A dish with humble beginnings, rooted in the resourcefulness of the enslaved ancestors of Virgin Islanders, has received star billing in the food pages of the New York Times.
“In the Virgin Islands, Fungi Tells a Story,” features Julius Jackson, a former Olympic boxer turned chef and educator, and Michael and Judy Watson of the Petite Pump Room on St. Thomas, where fungi is a staple side dish on the menu.
Essentially a creamy combination of cooked yellow cornmeal, okra slices and butter, the dish dates to 18th-century colonial rule, when slave owners were required by law to provide rations of cornflour or cassava, as well as salt pork, to their enslaved workers, according to the article.

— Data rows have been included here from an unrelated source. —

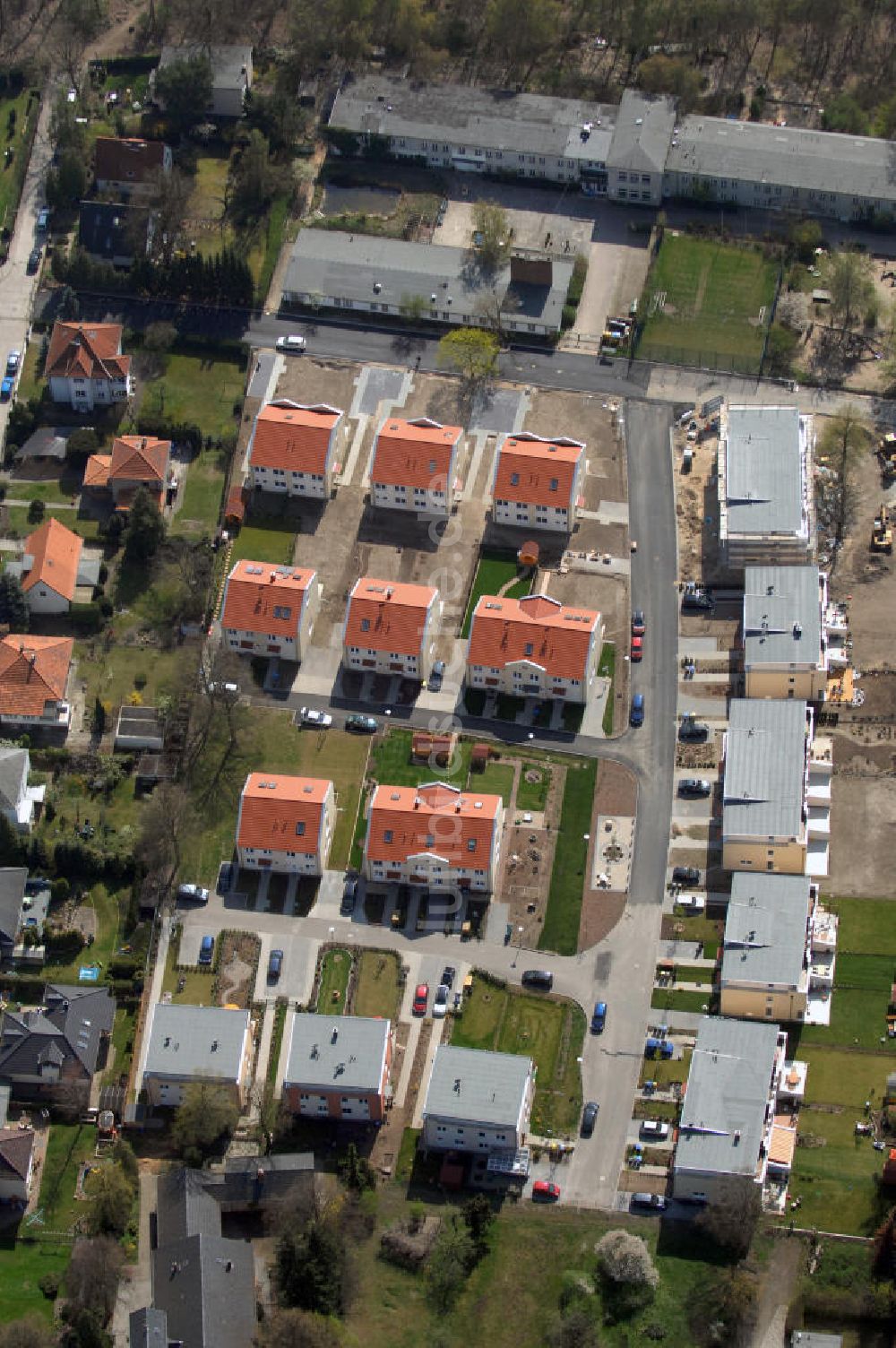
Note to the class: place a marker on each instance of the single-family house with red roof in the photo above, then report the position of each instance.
(534, 647)
(85, 367)
(34, 676)
(293, 449)
(434, 834)
(286, 823)
(414, 465)
(135, 462)
(538, 481)
(270, 609)
(391, 628)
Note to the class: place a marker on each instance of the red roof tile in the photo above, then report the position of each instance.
(527, 468)
(274, 807)
(260, 598)
(406, 821)
(415, 454)
(86, 350)
(534, 628)
(139, 459)
(293, 437)
(56, 554)
(388, 615)
(34, 670)
(127, 160)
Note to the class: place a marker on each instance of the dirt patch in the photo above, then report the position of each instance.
(601, 909)
(236, 971)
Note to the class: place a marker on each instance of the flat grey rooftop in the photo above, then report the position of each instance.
(187, 1041)
(478, 1085)
(791, 157)
(523, 123)
(764, 769)
(332, 264)
(728, 1088)
(765, 929)
(764, 471)
(336, 1051)
(781, 615)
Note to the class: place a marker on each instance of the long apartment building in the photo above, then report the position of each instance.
(776, 789)
(639, 151)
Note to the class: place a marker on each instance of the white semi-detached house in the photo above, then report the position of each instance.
(293, 449)
(414, 465)
(270, 609)
(286, 824)
(534, 647)
(391, 628)
(538, 481)
(434, 834)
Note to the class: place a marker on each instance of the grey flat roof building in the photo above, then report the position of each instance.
(524, 123)
(478, 1085)
(348, 267)
(764, 769)
(765, 929)
(195, 1042)
(337, 1051)
(764, 471)
(781, 615)
(813, 160)
(729, 1086)
(643, 133)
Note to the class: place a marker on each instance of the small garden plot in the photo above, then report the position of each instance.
(708, 304)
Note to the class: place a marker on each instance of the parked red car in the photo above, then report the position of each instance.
(545, 1190)
(420, 998)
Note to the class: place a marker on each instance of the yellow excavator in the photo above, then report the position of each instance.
(883, 531)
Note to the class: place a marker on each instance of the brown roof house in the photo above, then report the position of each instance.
(85, 367)
(128, 168)
(135, 462)
(51, 1051)
(34, 674)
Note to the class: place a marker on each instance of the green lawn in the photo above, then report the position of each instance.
(334, 981)
(495, 570)
(570, 859)
(497, 780)
(11, 173)
(391, 762)
(23, 1264)
(265, 538)
(376, 989)
(548, 1032)
(511, 1297)
(607, 669)
(532, 796)
(702, 304)
(201, 503)
(198, 388)
(270, 740)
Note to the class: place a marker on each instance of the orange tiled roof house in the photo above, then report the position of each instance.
(135, 462)
(534, 647)
(538, 481)
(85, 367)
(415, 465)
(34, 674)
(391, 628)
(286, 823)
(51, 567)
(293, 449)
(270, 609)
(434, 834)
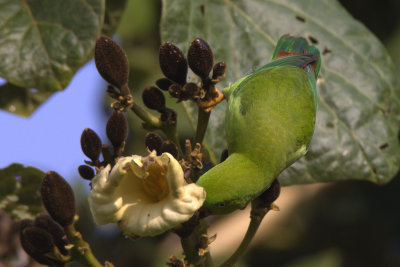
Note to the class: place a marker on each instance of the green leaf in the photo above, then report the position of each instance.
(113, 14)
(20, 191)
(19, 100)
(43, 42)
(356, 135)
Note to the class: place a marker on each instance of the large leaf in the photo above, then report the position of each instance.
(44, 42)
(356, 135)
(20, 191)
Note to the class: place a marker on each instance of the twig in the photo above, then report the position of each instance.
(80, 251)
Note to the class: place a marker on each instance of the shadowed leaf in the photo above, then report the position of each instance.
(358, 113)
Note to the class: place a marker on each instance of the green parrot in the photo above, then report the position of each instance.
(269, 124)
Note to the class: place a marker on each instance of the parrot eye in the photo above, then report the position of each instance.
(221, 204)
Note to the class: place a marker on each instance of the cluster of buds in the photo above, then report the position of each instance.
(44, 238)
(154, 142)
(112, 64)
(92, 147)
(200, 59)
(192, 163)
(154, 99)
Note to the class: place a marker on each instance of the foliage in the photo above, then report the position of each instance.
(42, 46)
(20, 191)
(358, 112)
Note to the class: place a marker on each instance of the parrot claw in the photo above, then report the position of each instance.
(274, 207)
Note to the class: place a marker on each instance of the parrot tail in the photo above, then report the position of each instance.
(289, 45)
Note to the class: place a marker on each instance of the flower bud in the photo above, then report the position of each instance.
(189, 91)
(86, 172)
(163, 83)
(111, 61)
(91, 144)
(175, 90)
(153, 98)
(170, 147)
(117, 128)
(153, 142)
(173, 63)
(200, 58)
(219, 70)
(169, 115)
(45, 222)
(58, 198)
(28, 247)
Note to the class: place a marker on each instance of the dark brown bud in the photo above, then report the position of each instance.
(153, 142)
(91, 144)
(173, 63)
(224, 155)
(45, 222)
(272, 193)
(164, 83)
(169, 115)
(175, 90)
(153, 98)
(170, 147)
(219, 70)
(86, 172)
(200, 58)
(189, 91)
(111, 61)
(38, 238)
(117, 128)
(58, 198)
(28, 247)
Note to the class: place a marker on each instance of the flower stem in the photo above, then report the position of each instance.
(80, 252)
(256, 217)
(191, 245)
(146, 116)
(202, 123)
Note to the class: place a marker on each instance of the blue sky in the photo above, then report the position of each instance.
(50, 138)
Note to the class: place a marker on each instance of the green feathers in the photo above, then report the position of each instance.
(269, 124)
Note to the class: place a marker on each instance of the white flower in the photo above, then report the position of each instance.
(145, 195)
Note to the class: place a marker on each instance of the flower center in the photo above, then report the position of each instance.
(155, 184)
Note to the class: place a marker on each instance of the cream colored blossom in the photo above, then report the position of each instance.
(145, 195)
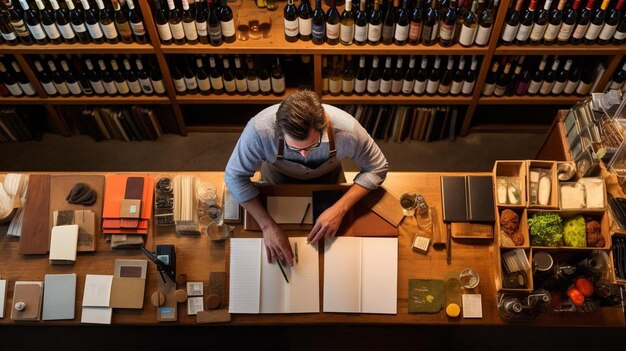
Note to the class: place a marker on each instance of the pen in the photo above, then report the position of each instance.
(280, 265)
(306, 210)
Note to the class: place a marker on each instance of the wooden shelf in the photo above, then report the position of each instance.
(78, 48)
(581, 49)
(521, 100)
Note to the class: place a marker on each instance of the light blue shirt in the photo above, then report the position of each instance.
(259, 142)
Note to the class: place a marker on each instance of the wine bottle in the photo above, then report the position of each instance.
(229, 79)
(446, 78)
(373, 79)
(225, 14)
(415, 27)
(485, 24)
(278, 78)
(291, 22)
(448, 25)
(582, 23)
(408, 81)
(215, 27)
(469, 27)
(33, 22)
(163, 27)
(541, 23)
(332, 24)
(434, 78)
(490, 81)
(421, 78)
(318, 26)
(596, 22)
(360, 24)
(360, 78)
(305, 20)
(555, 18)
(569, 22)
(512, 23)
(527, 21)
(346, 27)
(375, 25)
(611, 21)
(189, 24)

To help stretch their meager allotment of these staple foods, the workers grew provisions on land hidden from slave owners, which likely is when okra was added to the dish, the New York Times writes, citing author and professor Neville A.T. Hall’s 1992 book, “Slave Society in the Danish West Indies.”
“Most native Virgin Islanders fondly remember fungi as a part of their childhoods, and as a key element of fish and fungi, a common meal,” Michael Watson told the New York Times. As the oldest restaurant on St. Thomas, the Petite Pump Room celebrated its 50th anniversary on Aug. 1, 2020, with a devout local clientele who know they will always find traditional dishes such as fungi, kallaloo, fried snapper with creole sauce and pigtail souse on the menu.
Jackson, the chef and manager at My Brother’s Workshop Café & Bakery in downtown St. Thomas, features a simplified version of fungi – which traditionally requires a time-consuming amount of whipping or turning – in his cookbook, “My Modern Caribbean Kitchen.” The book was a labor of love to capture family recipes, handed down as oral tradition before they were lost – recipes with names like Jackson Clan Red Pea Soup, My Mama’s Banana Fritters and Granny’s Potato Stuffing.
Jackson hopes to entice younger people to embrace the dish that they typically associate with their parents and grandparents, he told the New York Times.
The aim of both the Watsons and Jackson is to keep the territory’s food culture alive – the Watsons by featuring such dishes on their Petite Pump Room menu, and Jackson by educating young cooks about the West African roots of the foods their families have been cooking for generations.
“There’s so much history in our food that tells our story, and I can actually show them that,” Jackson told the New York Times.